= Binding potential =

In pharmacokinetics and receptor–ligand kinetics the binding potential (BP) is a combined measure of the density of "available" neuroreceptors and the affinity of a drug to that neuroreceptor.

== Description ==
Consider a ligand receptor binding system. Ligand with a concentration L associates with a receptor of concentration or availability R to form a ligand-receptor complex with concentration RL. The binding potential is then the ratio ligand-receptor complex to free ligand at equilibrium and in the limit of L tending to 0, and is given symbol BP:

$BP=\frac{RL}{L}\bigg|_{L\approx0}$

This quantity, originally defined by Mintun, describes the capacity of a receptor to bind ligand. It is a limit (L << Ki) of the general receptor association equation:

$RL=\frac{R*L}{L+Ki}$

and is thus also equivalent to:

$BP=\frac{R}{K_i}$

These equations apply equally when measuring the total receptor density or the residual receptor density available after binding to second ligand - availability.

== BP in Positron Emission Tomography ==
BP is a pivotal measure in the use of positron emission tomography (PET) to measure the density of "available" receptors, e.g. to assess the occupancy by drugs or to characterize neuropsychiatric diseases (yet, one should keep in mind that binding potential is a combined measure that depends on receptor density as well as on affinity). An overview of the related methodology is e.g. given in Laruelle et al. (2002).
Estimating BP with PET usually requires that a reference tissue is available. A reference tissue has negligible receptor density and its distribution volume should be the same as the distribution volume in the target region if all receptors were blocked. Although the BP can be measured in a relatively unbiased way by measuring the whole time course of labelled ligand association and blood radioactivity, this is practically not always necessary. Two other common measures have been derived, which involve assumptions, but result in measures that should correlate with BP: $BP_1$ and $BP_2$.
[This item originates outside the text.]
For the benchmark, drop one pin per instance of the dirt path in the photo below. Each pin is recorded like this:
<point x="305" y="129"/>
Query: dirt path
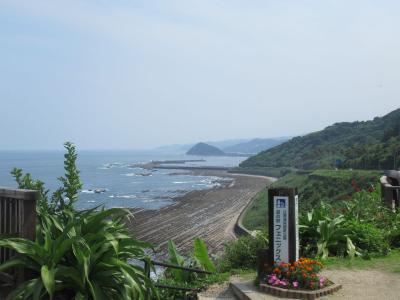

- $BP_2$: The "specific to nonspecific equilibrium partition coefficient", in the literature also denoted as $V_3$. This is the ratio of specifically bound to nondisplaceable tracer in brain tissue at true equilibrium. It can be calculated without arterial blood sampling. In the two-tissue compartment model: $BP_2=k_3/k_4$ and $BP_2=f_2BP$ where $f_2$ is the free fraction of the tracer in the first tissue compartment, i.e. a measure that depends on the nonspecific binding of the ligand in brain tissue
- $BP_1$: The ratio of specifically bound tracer to tracer in plasma at true equilibrium, in the literature also denoted $BP'$. Measuring $BP_1$ includes measurements of radioactivity in plasma, including metabolite correction. From the two-tissue compartment model and by assuming there is only passive diffusion across the blood brain barrier, one obtains: $BP_1=f_1BP$ where $f_1$ is the free fraction of the tracer in arterial plasma, i.e. a measure that depends on plasma binding. Measuring and dividing by $f_1$ finally allows to obtain BP.

== Definitions and Symbols ==
While $BP_1$ and $BP_2$ are nonambiguous symbols, BP is not. There are many publications in which BP denotes $BP_2$. Generally, if there were no arterial samples ("noninvasive imaging"), BP denotes $BP_2$.

$B_{max}$: Total density of receptors = $R+RL$. In PET imaging, the amount of radioligand is usually very small (L << Ki, see above), thus $B_{max} \approx R$

$k_3$ and $k_4$: Transfer rate constants from the two tissue compartment model.

NEW NOTATIONAL CONVENTIONS:
In Innis et al., a large group of researchers who are active in this field agreed to a consensus nomenclature for these terms, with the intent of making the literature in this field more transparent to non-specialists. The convention involves use of the subscripts p for quantities referred to plasma and ND for quantities referred to the free plus nonspecifically bound concentration in brain (NonDisplaceable). Under the consensus nomenclature, the parameters referred to above as f_{1} and BP_{1} are now called f_{p} and BP_{p}, while f_{2} and BP_{2} are called f_{ND} and BP_{ND}.